Décret interdisant la transhumance pastorale nationale
La lutte des paysans paie
Le gouvernement de Talon, après avoir fait la sourde oreille sur plusieurs années, face au cri de protestations des populations victimes des conflits récurrents entre agriculteurs et éleveurs entrainant souvent des morts d’hommes a fini par prendre en conseil des Ministres, le mercredi 07 juin 2023 un décret « portant modalité d’exercice de la veille pastorale. »
Que dit en résumé le contenu du décret : « La transhumance nationale est interdite. Les mesures prises par les autorités publiques concourent à la sédentarisation des ruminants. Le déplacement en troupeaux de ruminants entre communes ne peut s’effectuer que de façon exceptionnelle et organisée par décision concertée des maires des communes concernées, après approbation du préfet ou des préfets territorialement compétents (art-2) … L'éleveur-pasteur ou nomade détenant du bétail est tenu de mettre le bétail en batterie dans un enclos de façon permanente en tout lieu où il se trouve. L'obligation de détenir le bétail dans un enclos ou en batterie est applicable quelle que soit la taille du cheptel et la nature des bêtes détenues.

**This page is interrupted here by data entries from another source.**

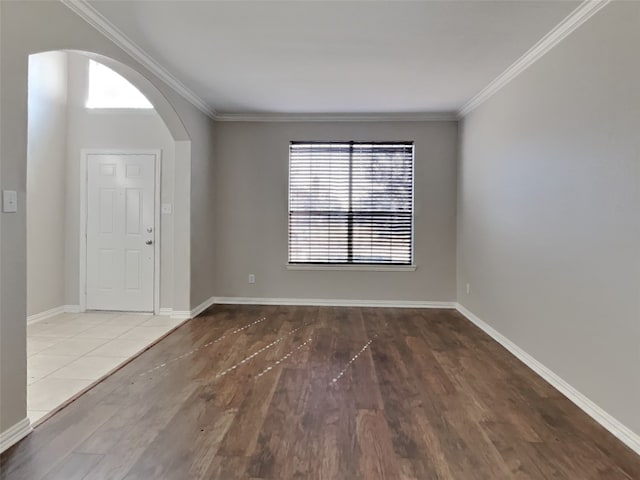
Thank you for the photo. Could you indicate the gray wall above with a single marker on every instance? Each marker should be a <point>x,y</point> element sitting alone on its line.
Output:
<point>32,27</point>
<point>549,202</point>
<point>203,225</point>
<point>116,130</point>
<point>46,158</point>
<point>251,213</point>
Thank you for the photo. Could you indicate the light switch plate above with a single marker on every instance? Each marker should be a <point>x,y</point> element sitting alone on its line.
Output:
<point>9,201</point>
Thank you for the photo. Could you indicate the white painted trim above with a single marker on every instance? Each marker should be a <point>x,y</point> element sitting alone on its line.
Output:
<point>73,309</point>
<point>38,317</point>
<point>84,10</point>
<point>14,434</point>
<point>355,268</point>
<point>617,428</point>
<point>84,153</point>
<point>580,15</point>
<point>337,117</point>
<point>322,302</point>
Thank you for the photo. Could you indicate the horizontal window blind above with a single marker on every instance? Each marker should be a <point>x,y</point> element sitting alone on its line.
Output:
<point>351,202</point>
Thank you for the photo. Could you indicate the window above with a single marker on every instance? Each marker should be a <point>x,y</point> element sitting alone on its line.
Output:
<point>350,203</point>
<point>108,89</point>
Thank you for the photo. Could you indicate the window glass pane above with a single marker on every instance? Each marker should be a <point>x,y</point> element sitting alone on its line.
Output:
<point>108,89</point>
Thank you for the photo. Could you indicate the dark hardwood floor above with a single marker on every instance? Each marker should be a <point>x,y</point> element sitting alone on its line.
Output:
<point>427,396</point>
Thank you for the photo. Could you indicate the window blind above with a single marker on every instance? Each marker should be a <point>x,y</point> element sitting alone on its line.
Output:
<point>351,202</point>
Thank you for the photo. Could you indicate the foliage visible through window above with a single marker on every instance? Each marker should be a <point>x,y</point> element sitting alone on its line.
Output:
<point>108,89</point>
<point>351,203</point>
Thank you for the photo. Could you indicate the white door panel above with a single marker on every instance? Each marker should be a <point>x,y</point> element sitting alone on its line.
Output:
<point>120,231</point>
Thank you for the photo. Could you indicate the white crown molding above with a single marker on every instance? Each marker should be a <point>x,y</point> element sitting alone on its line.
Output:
<point>14,434</point>
<point>323,302</point>
<point>94,18</point>
<point>337,117</point>
<point>617,428</point>
<point>580,15</point>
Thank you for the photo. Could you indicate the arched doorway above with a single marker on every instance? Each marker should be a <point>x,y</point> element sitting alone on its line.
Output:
<point>75,137</point>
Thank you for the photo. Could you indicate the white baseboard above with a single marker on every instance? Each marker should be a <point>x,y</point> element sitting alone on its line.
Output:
<point>38,317</point>
<point>321,302</point>
<point>312,302</point>
<point>14,434</point>
<point>617,428</point>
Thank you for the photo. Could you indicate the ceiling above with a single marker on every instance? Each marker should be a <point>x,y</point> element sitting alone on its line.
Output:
<point>335,56</point>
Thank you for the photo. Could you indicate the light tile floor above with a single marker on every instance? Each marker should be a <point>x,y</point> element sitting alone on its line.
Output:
<point>68,352</point>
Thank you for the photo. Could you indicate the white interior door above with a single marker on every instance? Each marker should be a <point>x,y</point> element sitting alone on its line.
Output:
<point>120,232</point>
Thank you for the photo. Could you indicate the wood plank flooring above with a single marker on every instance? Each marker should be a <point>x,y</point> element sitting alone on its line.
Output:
<point>424,394</point>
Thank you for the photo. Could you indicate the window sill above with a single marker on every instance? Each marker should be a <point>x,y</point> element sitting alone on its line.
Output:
<point>355,268</point>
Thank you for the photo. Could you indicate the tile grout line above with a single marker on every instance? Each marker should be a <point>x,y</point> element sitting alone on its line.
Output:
<point>245,360</point>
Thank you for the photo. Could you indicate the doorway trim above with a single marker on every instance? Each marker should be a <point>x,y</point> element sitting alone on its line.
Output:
<point>84,154</point>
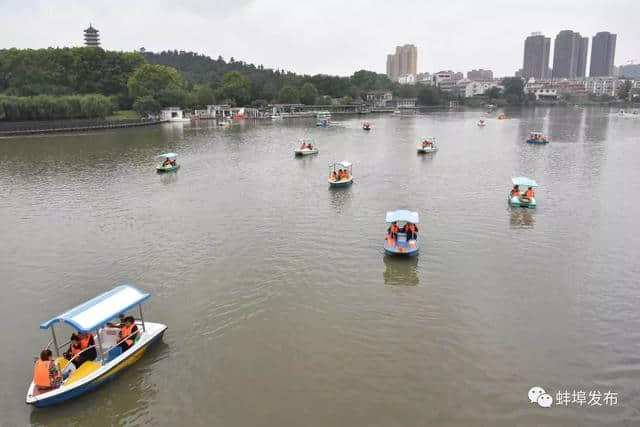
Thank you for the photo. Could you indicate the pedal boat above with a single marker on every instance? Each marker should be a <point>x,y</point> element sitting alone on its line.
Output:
<point>428,145</point>
<point>401,245</point>
<point>167,168</point>
<point>537,138</point>
<point>306,151</point>
<point>92,316</point>
<point>333,167</point>
<point>521,201</point>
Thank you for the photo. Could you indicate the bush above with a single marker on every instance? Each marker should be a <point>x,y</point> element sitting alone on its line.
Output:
<point>46,107</point>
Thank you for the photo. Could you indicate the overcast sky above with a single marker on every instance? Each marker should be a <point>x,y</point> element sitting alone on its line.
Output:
<point>324,36</point>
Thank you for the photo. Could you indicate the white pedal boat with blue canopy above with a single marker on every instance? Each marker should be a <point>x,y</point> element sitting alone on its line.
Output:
<point>92,317</point>
<point>169,164</point>
<point>402,243</point>
<point>520,199</point>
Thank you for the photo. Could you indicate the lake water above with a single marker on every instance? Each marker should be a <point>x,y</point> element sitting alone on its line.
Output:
<point>282,309</point>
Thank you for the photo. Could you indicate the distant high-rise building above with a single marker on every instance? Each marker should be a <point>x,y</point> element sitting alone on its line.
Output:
<point>91,37</point>
<point>536,56</point>
<point>480,74</point>
<point>569,51</point>
<point>603,53</point>
<point>404,62</point>
<point>583,50</point>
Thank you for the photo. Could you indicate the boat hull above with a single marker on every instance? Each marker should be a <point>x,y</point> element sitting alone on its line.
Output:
<point>340,183</point>
<point>162,169</point>
<point>403,249</point>
<point>516,202</point>
<point>106,373</point>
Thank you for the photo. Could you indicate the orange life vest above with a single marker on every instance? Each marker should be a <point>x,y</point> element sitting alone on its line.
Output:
<point>125,331</point>
<point>41,375</point>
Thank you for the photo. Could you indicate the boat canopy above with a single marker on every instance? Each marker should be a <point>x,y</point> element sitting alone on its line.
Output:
<point>343,163</point>
<point>524,181</point>
<point>99,310</point>
<point>403,215</point>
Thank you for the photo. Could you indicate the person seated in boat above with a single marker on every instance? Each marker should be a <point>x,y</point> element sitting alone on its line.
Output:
<point>81,349</point>
<point>128,333</point>
<point>530,194</point>
<point>411,230</point>
<point>393,230</point>
<point>45,372</point>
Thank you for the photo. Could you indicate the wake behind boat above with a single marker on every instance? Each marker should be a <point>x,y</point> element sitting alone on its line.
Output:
<point>115,348</point>
<point>306,148</point>
<point>402,239</point>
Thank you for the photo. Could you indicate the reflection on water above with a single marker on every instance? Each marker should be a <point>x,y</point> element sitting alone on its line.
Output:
<point>401,270</point>
<point>273,284</point>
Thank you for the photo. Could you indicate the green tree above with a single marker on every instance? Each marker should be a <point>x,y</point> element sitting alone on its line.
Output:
<point>235,88</point>
<point>151,80</point>
<point>513,90</point>
<point>493,93</point>
<point>428,96</point>
<point>308,93</point>
<point>623,91</point>
<point>289,95</point>
<point>146,105</point>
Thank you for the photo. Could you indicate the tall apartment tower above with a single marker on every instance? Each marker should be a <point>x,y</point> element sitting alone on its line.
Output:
<point>91,37</point>
<point>569,53</point>
<point>603,53</point>
<point>403,62</point>
<point>536,56</point>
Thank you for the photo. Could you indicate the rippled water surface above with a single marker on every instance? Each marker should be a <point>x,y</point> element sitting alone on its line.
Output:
<point>282,309</point>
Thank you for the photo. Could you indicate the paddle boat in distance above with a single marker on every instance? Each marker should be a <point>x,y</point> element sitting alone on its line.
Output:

L'éleveur-pasteur ou nomade met en œuvre toute disposition matérielle pour éviter la circulation ou la divagation du bétail en dehors des enclos et lieux destinés à son activité (art-11) … Tout éleveur-pasteur ou nomade tient un carnet de déplacement délivré par le préfet et dont le contenu et les conditions de délivrance sont fixés par arrêté conjoint des ministres chargés de la Décentralisation et de l'Agriculture. Le carnet de déplacement est systématiquement requis pour tout déplacement de l'éleveur pasteur ou nomade accompagné de son cheptel, quelle que soit la période. Le déplacement des éleveurs-pasteurs ou nomades avec leur cheptel, hors le cas visé à l'article-2 du présent décret, est soumis à autorisation spéciale consignée dans le carnet de déplacement et délivrée par le chef d'arrondissement territorialement compétent (art-12). L'éleveur-pasteur ou nomade prend toutes dispositions nécessaires pour maintenir la quiétude des agriculteurs en s'interdisant de pénétrer dans leur espace de culture et de prendre leurs récoltes pour alimentation du cheptel. La violation des espaces de cultures par l'éleveur-pasteur ou nomade est sanctionnée par une amende de cent mille (150. 000) francs CFA si elle est due à une divagation non maîtrisée de partie des animaux ou du cheptel en déplacement. L'amende est de trois cent mille (300 000) francs CFA lorsque la pénétration dans les espaces de culture est volontaire (art-13). L'amende est payée sans délai au trésor public par l'éleveur-pasteur ou nomade sur présentation du procès-verbal de verbalisation établit par l'agent public compétent ou les agents et officiers de police (art-14) ».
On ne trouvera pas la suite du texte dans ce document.